* [PATCH] scsi: target: core: replace deprecated strncpy with strscpy
@ 2024-03-18 22:07 Justin Stitt
2024-03-20 2:23 ` Kees Cook
0 siblings, 1 reply; 3+ messages in thread
From: Justin Stitt @ 2024-03-18 22:07 UTC (permalink / raw)
To: Martin K. Petersen
Cc: linux-scsi, target-devel, linux-kernel, linux-hardening, Justin Stitt
strncpy() is deprecated for use on NUL-terminated destination strings
[1] and as such we should prefer more robust and less ambiguous string
interfaces.
We expect p_buf to be NUL-terminated based on the callsites using these
transport_dump_* methods because they use the destination buf with C-string
APIs like strlen() and sprintf().
memset(buf, 0, VPD_TMP_BUF_SIZE); \
transport_dump_vpd_ident_type(vpd, buf, VPD_TMP_BUF_SIZE); \
if (len + strlen(buf) >= PAGE_SIZE) \
break; \
len += sprintf(page+len, "%s", buf); \
We also do not require the NUL-padding behavior that strncpy() provides
because we are manually setting the entire buffer to NUL, rendering any
future padding redundant.
Let's use strscpy() as it guarantees NUL-termination and doesn't
NUL-pad ( and isn't deprecated :>] ).
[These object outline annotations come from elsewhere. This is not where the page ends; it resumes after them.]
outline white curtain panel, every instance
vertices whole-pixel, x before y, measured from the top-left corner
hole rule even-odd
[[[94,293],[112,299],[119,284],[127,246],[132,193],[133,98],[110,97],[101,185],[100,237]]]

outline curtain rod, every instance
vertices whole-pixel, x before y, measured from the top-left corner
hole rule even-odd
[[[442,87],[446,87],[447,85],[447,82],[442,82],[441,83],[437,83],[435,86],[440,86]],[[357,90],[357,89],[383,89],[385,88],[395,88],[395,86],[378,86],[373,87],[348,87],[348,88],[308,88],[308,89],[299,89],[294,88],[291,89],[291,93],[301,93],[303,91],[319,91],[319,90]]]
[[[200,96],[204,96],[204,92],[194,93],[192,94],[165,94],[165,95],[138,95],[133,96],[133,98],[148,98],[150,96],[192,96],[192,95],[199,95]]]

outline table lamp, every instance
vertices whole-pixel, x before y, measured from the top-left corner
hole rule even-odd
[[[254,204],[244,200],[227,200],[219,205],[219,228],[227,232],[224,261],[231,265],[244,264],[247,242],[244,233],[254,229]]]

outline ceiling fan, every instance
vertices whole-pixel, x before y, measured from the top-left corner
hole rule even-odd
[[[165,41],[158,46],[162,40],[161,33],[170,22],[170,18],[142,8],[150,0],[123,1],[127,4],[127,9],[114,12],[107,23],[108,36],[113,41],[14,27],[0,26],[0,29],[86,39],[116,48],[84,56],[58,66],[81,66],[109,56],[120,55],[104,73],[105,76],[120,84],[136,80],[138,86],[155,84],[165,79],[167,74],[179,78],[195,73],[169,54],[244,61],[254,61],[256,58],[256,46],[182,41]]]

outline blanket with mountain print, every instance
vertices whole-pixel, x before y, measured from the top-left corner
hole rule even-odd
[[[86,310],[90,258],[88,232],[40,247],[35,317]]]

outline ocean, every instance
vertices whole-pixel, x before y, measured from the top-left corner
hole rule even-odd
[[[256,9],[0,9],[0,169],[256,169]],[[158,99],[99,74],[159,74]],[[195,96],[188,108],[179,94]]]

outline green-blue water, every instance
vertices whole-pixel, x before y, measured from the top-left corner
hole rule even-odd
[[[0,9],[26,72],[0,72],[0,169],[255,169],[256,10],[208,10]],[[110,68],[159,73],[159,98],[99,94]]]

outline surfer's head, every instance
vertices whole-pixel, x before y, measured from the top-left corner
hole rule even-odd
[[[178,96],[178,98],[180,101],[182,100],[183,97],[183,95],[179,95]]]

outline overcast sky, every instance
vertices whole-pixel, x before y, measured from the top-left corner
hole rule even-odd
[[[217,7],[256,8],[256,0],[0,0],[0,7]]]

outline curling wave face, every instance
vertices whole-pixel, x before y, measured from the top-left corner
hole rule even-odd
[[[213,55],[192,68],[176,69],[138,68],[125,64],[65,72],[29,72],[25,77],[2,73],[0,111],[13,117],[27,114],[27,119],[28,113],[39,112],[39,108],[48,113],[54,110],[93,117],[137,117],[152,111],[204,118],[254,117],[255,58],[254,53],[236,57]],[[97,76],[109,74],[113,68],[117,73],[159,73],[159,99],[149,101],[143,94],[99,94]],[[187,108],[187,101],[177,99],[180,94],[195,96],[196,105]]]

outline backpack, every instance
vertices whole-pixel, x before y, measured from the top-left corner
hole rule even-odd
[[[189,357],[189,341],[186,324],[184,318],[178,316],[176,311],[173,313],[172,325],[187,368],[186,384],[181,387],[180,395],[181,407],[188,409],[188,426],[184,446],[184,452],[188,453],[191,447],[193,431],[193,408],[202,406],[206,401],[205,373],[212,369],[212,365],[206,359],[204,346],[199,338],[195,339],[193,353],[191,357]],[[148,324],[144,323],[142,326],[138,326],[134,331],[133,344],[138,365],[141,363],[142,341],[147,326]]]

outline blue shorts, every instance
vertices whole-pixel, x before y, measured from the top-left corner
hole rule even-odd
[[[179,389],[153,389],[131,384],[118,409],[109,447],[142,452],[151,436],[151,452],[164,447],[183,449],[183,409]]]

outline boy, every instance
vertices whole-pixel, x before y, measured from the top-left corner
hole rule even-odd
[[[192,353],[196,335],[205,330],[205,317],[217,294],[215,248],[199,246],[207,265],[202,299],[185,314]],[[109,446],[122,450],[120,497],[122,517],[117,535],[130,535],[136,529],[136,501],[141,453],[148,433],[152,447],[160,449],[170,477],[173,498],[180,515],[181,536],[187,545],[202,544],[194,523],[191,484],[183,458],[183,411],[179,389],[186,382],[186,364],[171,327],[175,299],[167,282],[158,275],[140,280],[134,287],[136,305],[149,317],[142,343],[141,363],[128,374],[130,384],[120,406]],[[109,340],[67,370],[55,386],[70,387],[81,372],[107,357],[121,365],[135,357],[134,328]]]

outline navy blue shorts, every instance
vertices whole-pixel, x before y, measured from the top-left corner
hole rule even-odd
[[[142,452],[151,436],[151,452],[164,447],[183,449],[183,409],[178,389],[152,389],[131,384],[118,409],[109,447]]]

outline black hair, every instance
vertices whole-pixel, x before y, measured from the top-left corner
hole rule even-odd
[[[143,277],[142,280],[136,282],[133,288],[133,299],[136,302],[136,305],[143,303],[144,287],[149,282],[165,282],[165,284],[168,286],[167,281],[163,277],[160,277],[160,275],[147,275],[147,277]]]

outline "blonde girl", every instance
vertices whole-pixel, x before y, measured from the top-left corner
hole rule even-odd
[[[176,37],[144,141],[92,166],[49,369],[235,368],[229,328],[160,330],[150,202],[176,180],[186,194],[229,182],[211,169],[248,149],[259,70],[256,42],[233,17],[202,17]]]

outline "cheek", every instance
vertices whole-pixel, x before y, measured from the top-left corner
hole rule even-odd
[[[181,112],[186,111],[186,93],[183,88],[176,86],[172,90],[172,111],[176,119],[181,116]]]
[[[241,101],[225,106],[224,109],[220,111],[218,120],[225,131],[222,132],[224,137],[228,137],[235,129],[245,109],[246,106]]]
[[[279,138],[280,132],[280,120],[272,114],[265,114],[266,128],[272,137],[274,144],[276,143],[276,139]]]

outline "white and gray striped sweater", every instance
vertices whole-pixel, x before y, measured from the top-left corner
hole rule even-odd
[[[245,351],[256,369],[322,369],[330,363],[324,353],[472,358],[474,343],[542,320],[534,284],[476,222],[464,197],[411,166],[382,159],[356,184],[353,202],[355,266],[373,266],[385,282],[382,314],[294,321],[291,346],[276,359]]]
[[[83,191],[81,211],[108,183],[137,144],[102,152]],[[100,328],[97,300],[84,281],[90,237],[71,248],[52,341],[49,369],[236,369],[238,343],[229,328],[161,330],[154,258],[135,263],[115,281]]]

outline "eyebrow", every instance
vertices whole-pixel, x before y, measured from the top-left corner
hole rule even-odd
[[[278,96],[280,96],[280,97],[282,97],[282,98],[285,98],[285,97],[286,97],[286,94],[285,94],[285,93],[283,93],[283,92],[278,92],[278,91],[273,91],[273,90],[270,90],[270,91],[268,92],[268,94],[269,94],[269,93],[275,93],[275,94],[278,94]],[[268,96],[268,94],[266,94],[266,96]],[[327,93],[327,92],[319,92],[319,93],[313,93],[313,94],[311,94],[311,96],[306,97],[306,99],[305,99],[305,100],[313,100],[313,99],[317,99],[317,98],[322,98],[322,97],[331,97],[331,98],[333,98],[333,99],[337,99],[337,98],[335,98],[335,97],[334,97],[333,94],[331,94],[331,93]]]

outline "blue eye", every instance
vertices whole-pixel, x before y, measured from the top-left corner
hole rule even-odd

Note that we can't use the more
idiomatic strscpy() usage of strscpy(dest, src, sizeof(dest)) because
the size of the destination buffer is not known to the compiler. We also
can't use the new 2-arg version of strscpy() from Commit e6584c3964f2f
("string: Allow 2-argument strscpy()")
Link: https://www.kernel.org/doc/html/latest/process/deprecated.html#strncpy-on-nul-terminated-strings [1]
Link: https://manpages.debian.org/testing/linux-manual-4.8/strscpy.9.en.html [2]
Link: https://github.com/KSPP/linux/issues/90
Cc: linux-hardening@vger.kernel.org
Signed-off-by: Justin Stitt <justinstitt@google.com>
---
Note: build-tested only.
Found with: $ rg "strncpy\("
---
drivers/target/target_core_transport.c | 8 ++++----
1 file changed, 4 insertions(+), 4 deletions(-)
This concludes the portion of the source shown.